Warning of "cultural desert" as music sales fall
“New licensing deals help push digital music sales to 27% of global revenues - but piracy is damaging investment in artists”
- Global digital music trade revenues reach US$4.2 billion, up 12% in 2009
- 400 services licensed worldwide by music companies with ISPs, mobile and other partners
- New figures show local music collapsing in major markets as piracy bites into releases, sales and investment in France, Spain and Brazil
- IFPI Digital Music Report highlights urgent need for legislation to curb digital piracy on ISP networks
More than a quarter of all recorded music industry revenues worldwide are now coming from digital channels, as music companies license music in partnership with ISPs and mobile operators, subscription services, streaming sites and hundreds of download stores.

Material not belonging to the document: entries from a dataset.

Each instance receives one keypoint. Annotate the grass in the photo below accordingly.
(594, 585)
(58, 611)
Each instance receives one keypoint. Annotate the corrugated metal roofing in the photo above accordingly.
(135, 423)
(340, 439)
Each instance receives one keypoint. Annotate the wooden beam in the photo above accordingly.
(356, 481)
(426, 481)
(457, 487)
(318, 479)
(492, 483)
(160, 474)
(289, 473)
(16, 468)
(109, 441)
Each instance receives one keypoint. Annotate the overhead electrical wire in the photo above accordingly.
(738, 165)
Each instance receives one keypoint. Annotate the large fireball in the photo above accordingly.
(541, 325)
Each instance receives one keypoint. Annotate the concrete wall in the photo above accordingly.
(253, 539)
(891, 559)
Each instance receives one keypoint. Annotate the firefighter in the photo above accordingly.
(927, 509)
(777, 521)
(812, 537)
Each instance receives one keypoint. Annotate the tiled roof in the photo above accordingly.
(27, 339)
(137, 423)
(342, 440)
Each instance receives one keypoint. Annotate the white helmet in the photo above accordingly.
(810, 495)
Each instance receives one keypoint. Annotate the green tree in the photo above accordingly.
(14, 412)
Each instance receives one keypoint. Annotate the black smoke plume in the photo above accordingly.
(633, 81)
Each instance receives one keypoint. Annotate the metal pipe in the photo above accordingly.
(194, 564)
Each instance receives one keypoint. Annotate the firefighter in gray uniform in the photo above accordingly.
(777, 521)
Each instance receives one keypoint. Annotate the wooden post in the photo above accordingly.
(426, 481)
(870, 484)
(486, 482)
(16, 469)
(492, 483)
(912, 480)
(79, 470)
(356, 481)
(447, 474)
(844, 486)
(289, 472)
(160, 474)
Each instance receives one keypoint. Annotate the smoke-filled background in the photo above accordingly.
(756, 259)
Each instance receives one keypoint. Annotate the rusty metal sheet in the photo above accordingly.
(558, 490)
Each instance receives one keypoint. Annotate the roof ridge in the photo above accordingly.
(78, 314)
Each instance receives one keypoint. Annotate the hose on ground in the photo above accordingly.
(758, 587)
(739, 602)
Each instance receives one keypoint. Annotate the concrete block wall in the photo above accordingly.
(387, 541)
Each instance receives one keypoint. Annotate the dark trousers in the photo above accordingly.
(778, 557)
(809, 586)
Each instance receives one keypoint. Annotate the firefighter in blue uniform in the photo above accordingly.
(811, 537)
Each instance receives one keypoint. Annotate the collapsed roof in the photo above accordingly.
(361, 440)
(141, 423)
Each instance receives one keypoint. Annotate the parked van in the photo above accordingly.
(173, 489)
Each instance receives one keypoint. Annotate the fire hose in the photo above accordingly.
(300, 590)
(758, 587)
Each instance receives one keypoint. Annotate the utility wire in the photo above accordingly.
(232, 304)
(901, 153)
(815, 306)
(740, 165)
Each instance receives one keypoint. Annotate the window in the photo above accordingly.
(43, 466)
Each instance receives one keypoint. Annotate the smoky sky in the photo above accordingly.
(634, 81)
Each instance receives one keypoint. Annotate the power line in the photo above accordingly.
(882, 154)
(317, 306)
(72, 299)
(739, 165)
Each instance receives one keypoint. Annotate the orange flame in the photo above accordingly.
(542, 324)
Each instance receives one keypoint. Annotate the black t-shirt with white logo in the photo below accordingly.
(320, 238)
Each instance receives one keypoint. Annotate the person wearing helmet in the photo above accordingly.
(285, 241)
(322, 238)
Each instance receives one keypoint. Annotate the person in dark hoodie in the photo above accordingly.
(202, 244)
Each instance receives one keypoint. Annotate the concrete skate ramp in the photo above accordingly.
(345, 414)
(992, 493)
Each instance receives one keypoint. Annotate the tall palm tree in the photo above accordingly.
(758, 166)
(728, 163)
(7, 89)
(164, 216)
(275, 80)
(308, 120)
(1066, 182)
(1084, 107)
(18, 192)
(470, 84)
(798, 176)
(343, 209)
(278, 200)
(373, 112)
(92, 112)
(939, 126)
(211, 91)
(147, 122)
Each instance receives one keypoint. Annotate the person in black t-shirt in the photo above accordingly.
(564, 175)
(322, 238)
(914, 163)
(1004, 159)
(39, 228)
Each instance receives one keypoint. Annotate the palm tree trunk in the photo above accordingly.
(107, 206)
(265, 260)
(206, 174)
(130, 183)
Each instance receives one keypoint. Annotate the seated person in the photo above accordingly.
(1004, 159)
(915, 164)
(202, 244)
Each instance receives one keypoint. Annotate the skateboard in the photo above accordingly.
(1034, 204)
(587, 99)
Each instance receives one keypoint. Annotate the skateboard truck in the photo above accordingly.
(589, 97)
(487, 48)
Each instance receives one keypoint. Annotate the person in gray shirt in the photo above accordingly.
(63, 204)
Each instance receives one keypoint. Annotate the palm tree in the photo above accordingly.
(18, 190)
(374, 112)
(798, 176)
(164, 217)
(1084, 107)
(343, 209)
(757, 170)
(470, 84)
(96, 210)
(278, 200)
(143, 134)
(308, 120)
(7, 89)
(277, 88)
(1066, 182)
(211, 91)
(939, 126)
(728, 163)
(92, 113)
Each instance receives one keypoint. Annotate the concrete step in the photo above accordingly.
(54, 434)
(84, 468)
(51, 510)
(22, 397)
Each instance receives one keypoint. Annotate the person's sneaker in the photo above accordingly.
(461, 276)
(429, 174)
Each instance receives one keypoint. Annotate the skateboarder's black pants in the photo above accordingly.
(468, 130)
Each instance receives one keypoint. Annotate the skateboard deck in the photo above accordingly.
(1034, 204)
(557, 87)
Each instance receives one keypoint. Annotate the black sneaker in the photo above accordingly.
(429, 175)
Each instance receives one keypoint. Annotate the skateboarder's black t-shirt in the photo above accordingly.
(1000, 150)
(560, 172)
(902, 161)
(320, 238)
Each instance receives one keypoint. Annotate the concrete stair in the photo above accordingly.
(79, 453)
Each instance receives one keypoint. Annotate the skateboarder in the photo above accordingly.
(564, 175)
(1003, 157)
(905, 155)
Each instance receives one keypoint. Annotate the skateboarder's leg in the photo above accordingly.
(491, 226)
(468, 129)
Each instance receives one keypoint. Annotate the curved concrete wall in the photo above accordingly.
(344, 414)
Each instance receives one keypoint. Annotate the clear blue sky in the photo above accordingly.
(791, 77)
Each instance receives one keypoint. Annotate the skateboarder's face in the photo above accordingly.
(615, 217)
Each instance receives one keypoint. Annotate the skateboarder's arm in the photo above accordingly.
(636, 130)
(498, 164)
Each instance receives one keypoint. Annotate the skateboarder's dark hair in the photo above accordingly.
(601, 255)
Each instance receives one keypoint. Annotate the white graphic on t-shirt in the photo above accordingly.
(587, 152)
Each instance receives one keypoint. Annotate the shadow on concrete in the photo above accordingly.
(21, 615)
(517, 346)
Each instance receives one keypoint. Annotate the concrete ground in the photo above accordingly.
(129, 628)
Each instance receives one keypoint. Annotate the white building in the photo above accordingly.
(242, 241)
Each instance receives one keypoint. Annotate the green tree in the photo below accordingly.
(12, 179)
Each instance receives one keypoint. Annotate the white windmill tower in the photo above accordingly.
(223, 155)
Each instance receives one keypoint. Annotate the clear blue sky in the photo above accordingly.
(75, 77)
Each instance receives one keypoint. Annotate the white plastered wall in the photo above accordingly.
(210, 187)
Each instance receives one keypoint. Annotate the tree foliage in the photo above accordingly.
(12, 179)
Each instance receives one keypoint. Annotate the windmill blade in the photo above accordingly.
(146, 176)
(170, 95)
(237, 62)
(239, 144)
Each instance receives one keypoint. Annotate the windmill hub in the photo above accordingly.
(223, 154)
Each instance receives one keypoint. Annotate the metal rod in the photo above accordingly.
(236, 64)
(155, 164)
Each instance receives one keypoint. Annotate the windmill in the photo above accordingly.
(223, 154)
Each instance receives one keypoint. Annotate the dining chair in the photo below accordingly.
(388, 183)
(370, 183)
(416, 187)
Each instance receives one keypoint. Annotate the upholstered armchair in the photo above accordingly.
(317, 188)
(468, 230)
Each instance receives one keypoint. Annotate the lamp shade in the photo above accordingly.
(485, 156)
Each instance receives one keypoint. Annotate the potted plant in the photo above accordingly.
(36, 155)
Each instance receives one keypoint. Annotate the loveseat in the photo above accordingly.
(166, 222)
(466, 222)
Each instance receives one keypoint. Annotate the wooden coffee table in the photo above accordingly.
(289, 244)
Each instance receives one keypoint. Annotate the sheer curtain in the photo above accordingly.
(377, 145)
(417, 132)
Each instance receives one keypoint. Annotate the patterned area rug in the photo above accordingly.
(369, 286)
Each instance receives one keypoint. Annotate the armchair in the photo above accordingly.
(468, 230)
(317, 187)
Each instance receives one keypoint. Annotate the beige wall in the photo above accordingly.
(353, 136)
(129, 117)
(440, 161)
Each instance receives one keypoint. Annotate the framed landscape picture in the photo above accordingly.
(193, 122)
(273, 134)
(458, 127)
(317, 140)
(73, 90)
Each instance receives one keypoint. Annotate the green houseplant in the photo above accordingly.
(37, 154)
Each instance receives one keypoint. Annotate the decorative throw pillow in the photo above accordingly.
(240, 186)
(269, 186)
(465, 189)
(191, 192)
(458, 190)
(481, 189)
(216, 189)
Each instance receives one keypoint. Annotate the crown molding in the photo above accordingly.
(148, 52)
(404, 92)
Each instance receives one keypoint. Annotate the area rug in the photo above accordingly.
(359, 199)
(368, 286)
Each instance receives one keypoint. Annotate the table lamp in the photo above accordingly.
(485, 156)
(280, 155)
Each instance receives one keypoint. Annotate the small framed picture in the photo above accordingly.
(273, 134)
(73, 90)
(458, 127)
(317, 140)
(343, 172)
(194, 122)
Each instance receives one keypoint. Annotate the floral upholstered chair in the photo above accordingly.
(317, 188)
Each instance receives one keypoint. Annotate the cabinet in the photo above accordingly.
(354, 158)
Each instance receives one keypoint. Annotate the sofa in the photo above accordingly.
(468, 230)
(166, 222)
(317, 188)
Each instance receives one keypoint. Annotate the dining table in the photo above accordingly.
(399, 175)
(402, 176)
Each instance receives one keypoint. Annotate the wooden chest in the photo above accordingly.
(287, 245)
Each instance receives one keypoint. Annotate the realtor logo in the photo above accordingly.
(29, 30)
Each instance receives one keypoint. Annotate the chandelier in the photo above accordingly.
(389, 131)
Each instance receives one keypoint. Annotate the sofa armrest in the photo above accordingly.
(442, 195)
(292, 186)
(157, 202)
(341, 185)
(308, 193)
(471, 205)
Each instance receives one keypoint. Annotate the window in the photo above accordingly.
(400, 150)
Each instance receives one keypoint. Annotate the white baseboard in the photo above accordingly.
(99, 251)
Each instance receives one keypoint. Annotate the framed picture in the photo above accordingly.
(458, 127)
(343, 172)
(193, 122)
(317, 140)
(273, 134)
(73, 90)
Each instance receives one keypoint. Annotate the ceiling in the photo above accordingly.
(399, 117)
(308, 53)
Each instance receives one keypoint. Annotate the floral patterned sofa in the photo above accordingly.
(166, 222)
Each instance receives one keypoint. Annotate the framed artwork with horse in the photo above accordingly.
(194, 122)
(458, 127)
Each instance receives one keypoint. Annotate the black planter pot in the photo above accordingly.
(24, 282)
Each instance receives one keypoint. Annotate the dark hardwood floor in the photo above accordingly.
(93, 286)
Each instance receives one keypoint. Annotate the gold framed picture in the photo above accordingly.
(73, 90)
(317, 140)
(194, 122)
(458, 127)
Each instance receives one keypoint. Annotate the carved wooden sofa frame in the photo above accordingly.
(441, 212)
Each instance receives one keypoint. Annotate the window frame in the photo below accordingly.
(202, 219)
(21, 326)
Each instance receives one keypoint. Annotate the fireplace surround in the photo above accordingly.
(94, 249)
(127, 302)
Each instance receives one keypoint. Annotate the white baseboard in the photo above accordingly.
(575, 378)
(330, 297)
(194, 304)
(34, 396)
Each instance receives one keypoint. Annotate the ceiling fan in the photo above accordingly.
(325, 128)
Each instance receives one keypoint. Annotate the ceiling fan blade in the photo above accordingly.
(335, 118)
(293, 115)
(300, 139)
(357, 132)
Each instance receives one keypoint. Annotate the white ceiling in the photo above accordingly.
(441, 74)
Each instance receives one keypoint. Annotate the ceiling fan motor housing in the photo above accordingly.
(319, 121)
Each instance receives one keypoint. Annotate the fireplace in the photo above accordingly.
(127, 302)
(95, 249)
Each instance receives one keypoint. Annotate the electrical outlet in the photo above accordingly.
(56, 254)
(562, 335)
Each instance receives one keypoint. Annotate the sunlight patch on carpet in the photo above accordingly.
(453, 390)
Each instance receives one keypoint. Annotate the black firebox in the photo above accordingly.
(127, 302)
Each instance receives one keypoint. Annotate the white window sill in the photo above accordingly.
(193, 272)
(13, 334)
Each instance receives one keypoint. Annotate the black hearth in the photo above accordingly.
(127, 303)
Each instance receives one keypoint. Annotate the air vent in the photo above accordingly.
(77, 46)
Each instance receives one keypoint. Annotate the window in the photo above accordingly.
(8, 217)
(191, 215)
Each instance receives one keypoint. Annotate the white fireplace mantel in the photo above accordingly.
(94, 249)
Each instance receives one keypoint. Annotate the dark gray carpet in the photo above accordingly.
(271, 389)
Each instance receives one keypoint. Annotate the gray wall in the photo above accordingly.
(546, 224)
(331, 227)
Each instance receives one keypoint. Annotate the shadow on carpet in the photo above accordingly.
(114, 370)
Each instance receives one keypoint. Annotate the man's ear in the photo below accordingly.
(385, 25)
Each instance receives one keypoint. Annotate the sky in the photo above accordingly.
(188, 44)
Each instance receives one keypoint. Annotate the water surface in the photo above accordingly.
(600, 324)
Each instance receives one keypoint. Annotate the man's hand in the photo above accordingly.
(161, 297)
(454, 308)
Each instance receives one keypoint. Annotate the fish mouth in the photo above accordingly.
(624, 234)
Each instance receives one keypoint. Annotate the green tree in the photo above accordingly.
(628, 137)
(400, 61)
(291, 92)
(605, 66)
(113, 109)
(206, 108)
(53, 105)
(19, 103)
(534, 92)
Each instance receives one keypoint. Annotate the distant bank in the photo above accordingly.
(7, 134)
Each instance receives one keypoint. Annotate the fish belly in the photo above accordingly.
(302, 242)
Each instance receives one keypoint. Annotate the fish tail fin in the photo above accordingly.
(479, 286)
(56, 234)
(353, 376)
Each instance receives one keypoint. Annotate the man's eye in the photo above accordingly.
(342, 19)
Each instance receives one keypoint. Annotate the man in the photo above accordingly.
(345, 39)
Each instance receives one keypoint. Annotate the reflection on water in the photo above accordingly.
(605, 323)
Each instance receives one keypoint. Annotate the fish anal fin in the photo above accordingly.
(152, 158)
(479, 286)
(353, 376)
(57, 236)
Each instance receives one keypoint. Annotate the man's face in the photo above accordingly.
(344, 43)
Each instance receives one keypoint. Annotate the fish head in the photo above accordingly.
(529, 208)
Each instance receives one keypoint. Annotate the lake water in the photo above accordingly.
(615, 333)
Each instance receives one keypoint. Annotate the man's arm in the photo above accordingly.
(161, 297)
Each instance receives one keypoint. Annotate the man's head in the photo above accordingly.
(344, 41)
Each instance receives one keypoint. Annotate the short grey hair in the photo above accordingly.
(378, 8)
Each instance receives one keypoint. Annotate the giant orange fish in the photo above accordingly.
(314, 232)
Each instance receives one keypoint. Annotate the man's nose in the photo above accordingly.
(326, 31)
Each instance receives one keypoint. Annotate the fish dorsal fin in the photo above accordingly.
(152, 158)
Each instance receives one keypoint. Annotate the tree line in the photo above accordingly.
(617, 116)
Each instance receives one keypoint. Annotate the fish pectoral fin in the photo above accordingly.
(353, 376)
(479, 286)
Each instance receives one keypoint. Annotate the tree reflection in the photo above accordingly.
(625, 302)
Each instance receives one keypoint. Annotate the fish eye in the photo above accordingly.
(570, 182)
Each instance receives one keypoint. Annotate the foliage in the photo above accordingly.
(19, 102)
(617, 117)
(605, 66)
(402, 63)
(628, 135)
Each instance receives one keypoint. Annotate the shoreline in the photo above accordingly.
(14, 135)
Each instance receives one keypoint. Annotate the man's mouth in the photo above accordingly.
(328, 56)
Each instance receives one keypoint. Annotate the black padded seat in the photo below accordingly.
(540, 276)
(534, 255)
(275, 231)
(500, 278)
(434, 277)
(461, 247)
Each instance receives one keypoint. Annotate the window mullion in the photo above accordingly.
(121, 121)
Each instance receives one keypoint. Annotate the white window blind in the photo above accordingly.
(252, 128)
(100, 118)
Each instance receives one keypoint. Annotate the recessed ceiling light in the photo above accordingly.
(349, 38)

However, despite the continuing growth of the digital music business - with trade revenues up 12% to an estimated US$4.2 billion in 2009 - illegal file-sharing and other forms of online piracy are eroding investment and sales of local music in major markets.
In particular, three countries known for the historic vibrancy and influence of their music and musicians - Spain, France, Brazil - are suffering acutely, with local artist album sales or the number of releases plummeting.
Governments are gradually moving towards legislation requiring ISPs to curb digital piracy. But progress needs to be much quicker. In 2009, France, South Korea and Taiwan adopted new laws to address the crisis. Other governments, including the UK and New Zealand, have proposed new laws for adoption in 2010.
These are key highlights of the IFPI Digital Music Report, published today. The Report provides an overview of the music industry's changing business models, outlines the impact of digital piracy internationally, and reviews the efforts of governments to address it.